Jean-Claude Guédon made the following observation in The Humanist mailing list with regards to open access matters;
Researchers may be very busy, but they still need to pay attention to their working environment. Scientists should pay attention to the quality of their instruments, and they generally do; humanists are certainly interested in the wealth and depth of their library, which is an infrastructure, and if they complain about the lack of journals, etc., they might consider looking a little further than the usual complaint to the librarian who, too often, is simply deemed to be either insensitive or incompetent, or both, plus being bureaucratic, etc… If journals are missing in the library, a quick check on library budgets and their evolution might be profitably compared to the evolution of subscription prices for journals, particularly STM journals. They might then consider that, given the priorities of modern universities, humanities journals will be given up in order to free money for STM journals. Then, humanists might begin to wonder why some commercial publishers need to make profit at the tune of 35-45% before taxes.
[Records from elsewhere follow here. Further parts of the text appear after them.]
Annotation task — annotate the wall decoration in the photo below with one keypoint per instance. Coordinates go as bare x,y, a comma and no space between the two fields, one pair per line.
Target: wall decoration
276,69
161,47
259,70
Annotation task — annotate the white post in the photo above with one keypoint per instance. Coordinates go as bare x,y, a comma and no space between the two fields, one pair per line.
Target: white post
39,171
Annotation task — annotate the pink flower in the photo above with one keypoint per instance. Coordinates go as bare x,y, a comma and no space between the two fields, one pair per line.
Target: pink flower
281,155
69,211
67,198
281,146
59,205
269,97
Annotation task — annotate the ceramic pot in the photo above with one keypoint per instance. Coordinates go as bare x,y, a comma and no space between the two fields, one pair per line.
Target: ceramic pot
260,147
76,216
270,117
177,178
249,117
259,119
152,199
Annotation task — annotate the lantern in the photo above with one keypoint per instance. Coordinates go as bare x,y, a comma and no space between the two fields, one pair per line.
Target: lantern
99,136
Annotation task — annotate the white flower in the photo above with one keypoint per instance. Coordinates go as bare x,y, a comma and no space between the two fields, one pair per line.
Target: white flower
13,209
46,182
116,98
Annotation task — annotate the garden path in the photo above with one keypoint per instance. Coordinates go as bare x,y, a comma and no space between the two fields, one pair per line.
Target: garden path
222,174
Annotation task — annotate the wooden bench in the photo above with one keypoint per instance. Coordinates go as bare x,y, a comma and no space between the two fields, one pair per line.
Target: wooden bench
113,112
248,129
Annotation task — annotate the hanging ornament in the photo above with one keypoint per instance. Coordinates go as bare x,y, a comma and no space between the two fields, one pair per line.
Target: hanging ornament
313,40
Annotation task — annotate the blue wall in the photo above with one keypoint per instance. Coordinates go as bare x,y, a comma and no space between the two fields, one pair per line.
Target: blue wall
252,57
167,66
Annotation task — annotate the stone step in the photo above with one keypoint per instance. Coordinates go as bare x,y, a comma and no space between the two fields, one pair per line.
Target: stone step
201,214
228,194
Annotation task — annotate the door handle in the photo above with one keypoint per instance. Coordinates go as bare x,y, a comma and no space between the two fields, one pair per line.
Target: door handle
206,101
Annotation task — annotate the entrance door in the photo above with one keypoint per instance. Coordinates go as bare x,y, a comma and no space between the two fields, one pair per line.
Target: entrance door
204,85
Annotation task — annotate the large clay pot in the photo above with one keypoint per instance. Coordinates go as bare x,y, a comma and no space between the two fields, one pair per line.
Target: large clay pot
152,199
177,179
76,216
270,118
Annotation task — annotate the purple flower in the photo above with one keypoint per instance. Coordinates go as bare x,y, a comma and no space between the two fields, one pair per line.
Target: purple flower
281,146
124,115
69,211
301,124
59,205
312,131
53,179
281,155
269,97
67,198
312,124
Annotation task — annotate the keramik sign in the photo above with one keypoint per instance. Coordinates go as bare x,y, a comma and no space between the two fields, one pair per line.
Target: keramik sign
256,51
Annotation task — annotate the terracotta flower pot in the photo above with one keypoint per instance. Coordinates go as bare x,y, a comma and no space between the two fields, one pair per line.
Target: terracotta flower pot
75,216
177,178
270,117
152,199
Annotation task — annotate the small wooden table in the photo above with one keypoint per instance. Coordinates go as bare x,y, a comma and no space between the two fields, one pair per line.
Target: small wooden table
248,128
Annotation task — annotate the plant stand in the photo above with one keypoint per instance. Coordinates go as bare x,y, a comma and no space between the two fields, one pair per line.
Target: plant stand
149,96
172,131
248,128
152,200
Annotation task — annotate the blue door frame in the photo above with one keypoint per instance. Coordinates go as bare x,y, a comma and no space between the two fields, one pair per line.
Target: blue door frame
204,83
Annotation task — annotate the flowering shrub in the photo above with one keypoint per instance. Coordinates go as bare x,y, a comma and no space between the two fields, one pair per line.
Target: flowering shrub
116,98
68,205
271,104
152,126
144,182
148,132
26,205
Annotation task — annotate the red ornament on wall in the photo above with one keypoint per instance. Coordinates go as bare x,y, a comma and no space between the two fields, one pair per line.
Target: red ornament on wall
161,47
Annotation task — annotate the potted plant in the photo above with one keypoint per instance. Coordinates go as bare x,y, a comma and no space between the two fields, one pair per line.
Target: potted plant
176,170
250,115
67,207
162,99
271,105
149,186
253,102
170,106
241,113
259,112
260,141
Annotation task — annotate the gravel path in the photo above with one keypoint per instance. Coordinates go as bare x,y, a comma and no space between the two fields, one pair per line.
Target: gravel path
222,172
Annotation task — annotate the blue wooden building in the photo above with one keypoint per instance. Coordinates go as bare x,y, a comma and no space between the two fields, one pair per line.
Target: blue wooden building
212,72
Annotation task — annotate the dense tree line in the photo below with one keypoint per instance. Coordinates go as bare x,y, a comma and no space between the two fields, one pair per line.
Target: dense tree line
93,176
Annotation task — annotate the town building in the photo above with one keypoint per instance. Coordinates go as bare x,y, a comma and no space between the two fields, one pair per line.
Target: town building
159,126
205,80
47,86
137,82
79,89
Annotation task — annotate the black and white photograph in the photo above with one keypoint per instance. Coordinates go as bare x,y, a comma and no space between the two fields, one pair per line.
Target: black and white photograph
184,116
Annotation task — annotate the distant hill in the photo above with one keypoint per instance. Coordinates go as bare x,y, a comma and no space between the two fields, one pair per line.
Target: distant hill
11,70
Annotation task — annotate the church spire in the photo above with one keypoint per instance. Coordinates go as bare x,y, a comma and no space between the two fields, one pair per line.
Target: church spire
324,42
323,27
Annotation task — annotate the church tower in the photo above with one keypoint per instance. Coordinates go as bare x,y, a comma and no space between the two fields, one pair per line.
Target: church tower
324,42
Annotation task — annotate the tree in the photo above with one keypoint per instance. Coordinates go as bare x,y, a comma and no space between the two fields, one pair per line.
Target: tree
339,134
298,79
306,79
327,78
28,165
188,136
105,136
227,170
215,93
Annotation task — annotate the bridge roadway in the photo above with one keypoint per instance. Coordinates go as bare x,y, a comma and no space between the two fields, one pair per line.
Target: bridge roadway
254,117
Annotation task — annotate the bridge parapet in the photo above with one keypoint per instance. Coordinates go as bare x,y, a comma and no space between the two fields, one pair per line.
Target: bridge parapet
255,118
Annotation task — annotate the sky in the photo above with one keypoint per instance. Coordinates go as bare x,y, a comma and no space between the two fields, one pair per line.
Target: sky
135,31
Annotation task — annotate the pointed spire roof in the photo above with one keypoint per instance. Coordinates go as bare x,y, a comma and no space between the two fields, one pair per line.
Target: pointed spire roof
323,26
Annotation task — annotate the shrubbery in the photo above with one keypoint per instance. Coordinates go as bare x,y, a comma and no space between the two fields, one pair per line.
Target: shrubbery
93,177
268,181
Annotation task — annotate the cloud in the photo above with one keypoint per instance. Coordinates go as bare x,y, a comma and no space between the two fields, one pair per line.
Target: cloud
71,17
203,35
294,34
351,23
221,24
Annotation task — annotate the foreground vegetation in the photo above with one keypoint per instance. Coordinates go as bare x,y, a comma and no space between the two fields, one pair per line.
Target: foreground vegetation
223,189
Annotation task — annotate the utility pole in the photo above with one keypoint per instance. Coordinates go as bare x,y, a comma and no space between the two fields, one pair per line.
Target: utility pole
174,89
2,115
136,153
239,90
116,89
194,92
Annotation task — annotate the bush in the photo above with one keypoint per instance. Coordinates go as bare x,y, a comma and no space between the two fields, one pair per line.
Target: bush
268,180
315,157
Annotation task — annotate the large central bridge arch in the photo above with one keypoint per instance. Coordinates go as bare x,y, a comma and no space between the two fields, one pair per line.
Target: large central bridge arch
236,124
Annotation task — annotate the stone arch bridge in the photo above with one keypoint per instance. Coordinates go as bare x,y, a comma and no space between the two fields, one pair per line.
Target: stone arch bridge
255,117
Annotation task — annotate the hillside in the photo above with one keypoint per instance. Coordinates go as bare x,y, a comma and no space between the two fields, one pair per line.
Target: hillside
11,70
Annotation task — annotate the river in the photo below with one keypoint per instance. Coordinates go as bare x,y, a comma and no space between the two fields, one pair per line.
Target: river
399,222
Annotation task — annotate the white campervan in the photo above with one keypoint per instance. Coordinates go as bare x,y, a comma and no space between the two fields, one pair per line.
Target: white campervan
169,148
Researchers are not just researchers; they are also citizens. Public money goes into supporting research, lots of it. Why the published results of research should be so expensive when the manuscripts have been given away to publishers for free, when publishers have us peer review the articles again for free, etc. ? These are the very questions that triggered the Public Library of Science when it was still nothing more than a worldwide petition back in 2001. They are still with us. They may trouble the quiet aire of delightful studies, but that is an elitist attitude that seems to claim that some of us are entitled to unlimited (subsidized) access to information without having to reflect on the economic conditions that begin to make this privilege a reality.
Exactly. When humanists turn their back on the world, they shouldn’t be surprised when the world turns its back on them. I worry that it may be too late to halt this particular swing of the pendulum from arcing, depressingly, further out.
What we should be doing is campaigning for our libraries.